Oregon State 6, Cal State Fullerton 5

OMAHA, NEB.

Unbeaten national wins leader Jake Thompson was scuffling, his teammates were struggling against Connor Seabold, and Oregon State was facing a four-run deficit that was its biggest in almost two months.

This Beavers team can never be counted out, though. They have, after all, lost only four times.

After reliever Jake Mulholland settled things down for the Beavers and Fullerton coach Rick Vanderhook made a pitching change he ended up regretting, Oregon State came back to beat the Titans 6-5 on Saturday in the College World Series opener.

“I think just with how this whole season’s gone for us, we know that we’re in just about any game,” the Beavers’ Jack Anderson said. “Doesn’t matter. We’re down one, down four, we’re just believing in ourselves regardless of the score.”

Adley Rutschman hit the tie-breaking single in the eighth inning after having flied out four times and stranded eight runners in his previous at-bats, Mulholland pitched 41/3 innings of no-hit relief and No. 1 seed Oregon State (55-4) extended its winning streak to 22 games.

Thompson, who came into the game with 14 wins, lasted 32/3 innings in his shortest outing of the season. Mulholland (7-1), who throws in the mid-80s compared with the low 90s for Thompson, retired 12 of 13 batters. The hard-throwing Drew Rasmussen pitched the ninth for his second save.

“Mully was really good,” Beavers coach Pat Casey said. “He just carved — goes in, out, soft, firm. And then he’s a contrast to the velocity of Jake Thompson, and I imagine that Drew looked like he was throwing 200 when he got in the game after Mully’s stuff.”
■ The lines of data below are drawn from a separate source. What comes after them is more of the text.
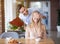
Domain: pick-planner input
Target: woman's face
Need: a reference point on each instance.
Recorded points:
(36, 17)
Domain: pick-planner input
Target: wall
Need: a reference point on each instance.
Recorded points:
(1, 16)
(54, 15)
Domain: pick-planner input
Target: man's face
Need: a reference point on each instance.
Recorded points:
(22, 9)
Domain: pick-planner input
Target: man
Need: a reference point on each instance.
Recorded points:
(25, 14)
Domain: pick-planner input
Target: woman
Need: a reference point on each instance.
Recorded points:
(36, 29)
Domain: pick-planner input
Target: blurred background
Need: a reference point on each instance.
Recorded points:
(50, 8)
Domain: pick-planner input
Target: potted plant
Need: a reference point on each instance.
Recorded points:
(58, 21)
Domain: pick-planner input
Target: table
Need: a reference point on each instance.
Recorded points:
(30, 41)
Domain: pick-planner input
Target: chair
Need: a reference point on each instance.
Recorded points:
(10, 34)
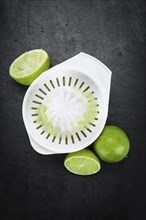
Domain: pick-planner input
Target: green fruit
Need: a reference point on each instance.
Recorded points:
(83, 162)
(112, 145)
(27, 67)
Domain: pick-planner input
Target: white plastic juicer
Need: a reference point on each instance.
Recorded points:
(65, 108)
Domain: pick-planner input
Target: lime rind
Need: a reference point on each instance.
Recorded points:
(27, 67)
(83, 162)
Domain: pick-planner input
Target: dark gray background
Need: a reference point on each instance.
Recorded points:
(36, 187)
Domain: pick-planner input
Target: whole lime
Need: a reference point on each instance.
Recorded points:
(112, 145)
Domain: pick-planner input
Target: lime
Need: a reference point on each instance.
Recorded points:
(112, 145)
(83, 162)
(27, 67)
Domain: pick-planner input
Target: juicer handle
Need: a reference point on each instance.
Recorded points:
(93, 67)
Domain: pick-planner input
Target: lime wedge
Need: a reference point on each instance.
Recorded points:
(27, 67)
(83, 162)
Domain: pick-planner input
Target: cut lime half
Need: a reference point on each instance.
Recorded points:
(27, 67)
(83, 162)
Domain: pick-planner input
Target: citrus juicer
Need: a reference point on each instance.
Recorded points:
(65, 109)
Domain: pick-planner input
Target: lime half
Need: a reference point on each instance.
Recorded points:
(27, 67)
(83, 162)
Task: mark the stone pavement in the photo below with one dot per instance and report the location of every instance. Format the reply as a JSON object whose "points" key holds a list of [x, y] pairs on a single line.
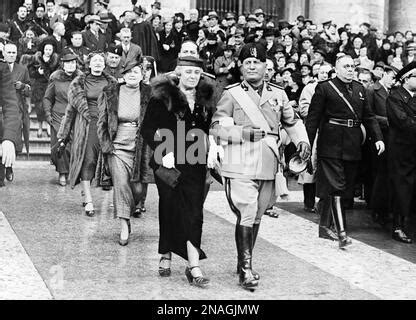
{"points": [[50, 249]]}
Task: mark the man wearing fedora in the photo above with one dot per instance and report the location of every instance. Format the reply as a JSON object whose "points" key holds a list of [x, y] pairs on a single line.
{"points": [[401, 113], [144, 35], [338, 109], [260, 15], [130, 52], [21, 82], [410, 54], [155, 7], [247, 123], [94, 38], [377, 99]]}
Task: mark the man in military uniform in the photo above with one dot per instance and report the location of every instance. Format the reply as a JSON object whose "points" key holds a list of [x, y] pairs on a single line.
{"points": [[246, 123], [401, 113], [9, 120], [338, 108]]}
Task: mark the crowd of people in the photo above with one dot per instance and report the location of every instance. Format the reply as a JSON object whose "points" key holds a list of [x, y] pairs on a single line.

The Beavers tied it with four runs in the sixth inning, and Rutschman put them ahead with his single up the middle off Blake Workman (6-3).

Timmy Richards’ three-run homer in the first and Chris Hudgins’ two-run single in the fourth gave the Titans (39-23) a 5-1 lead, the largest deficit the Beavers have faced since losing 7-1 to UCLA on April 22.

Seabold worked a strong five innings, but his pitch count ballooned to 97 and he was relieved by Colton Eastman to start the bottom of the sixth. Eastman, who was spectacular in a seven-inning start in the super regional-clinching win over Long Beach State last Sunday, couldn’t find the strike zone.

“They’re really good,” Vanderhook said of the Beavers, “and I’m stupid. I out-thought myself. Eastman was on a normal rest. We had a healthy lead. At that point, I figured let’s turn it over to the best guy. I let them get back in the game, and you don’t do that to good teams.

“When you have them down, you keep them down, and we didn’t do that. We gave them momentum, and they took advantage of it. That’s why they’ve only lost four games.”

LSU 5, Florida State 4

OMAHA, NEB.

Greg Deichmann drove in the go-ahead run during a wild eighth inning and LSU won its 17th straight game.

Jared Poche’ (11-3) worked 22/3 shutout innings in a rare relief appearance, and the Tigers (49-17) advanced to a Bracket 1 winners’ game against Oregon State on Monday night. The Seminoles (45-22) will play an elimination game against Cal State Fullerton in the afternoon.

LSU was down 4-3 against FSU starter Tyler Holton (10-3) when a bizarre sequence turned the game in the eighth. Cole Freeman reached on a base hit and Antoine Duplantis singled to right. Three errors on the play allowed Freeman to score, and Deichmann singled against reliever Alec Byrd for the lead.

Zack Hess ended the game with a strikeout of Dylan Busby, who had homered and driven in three runs.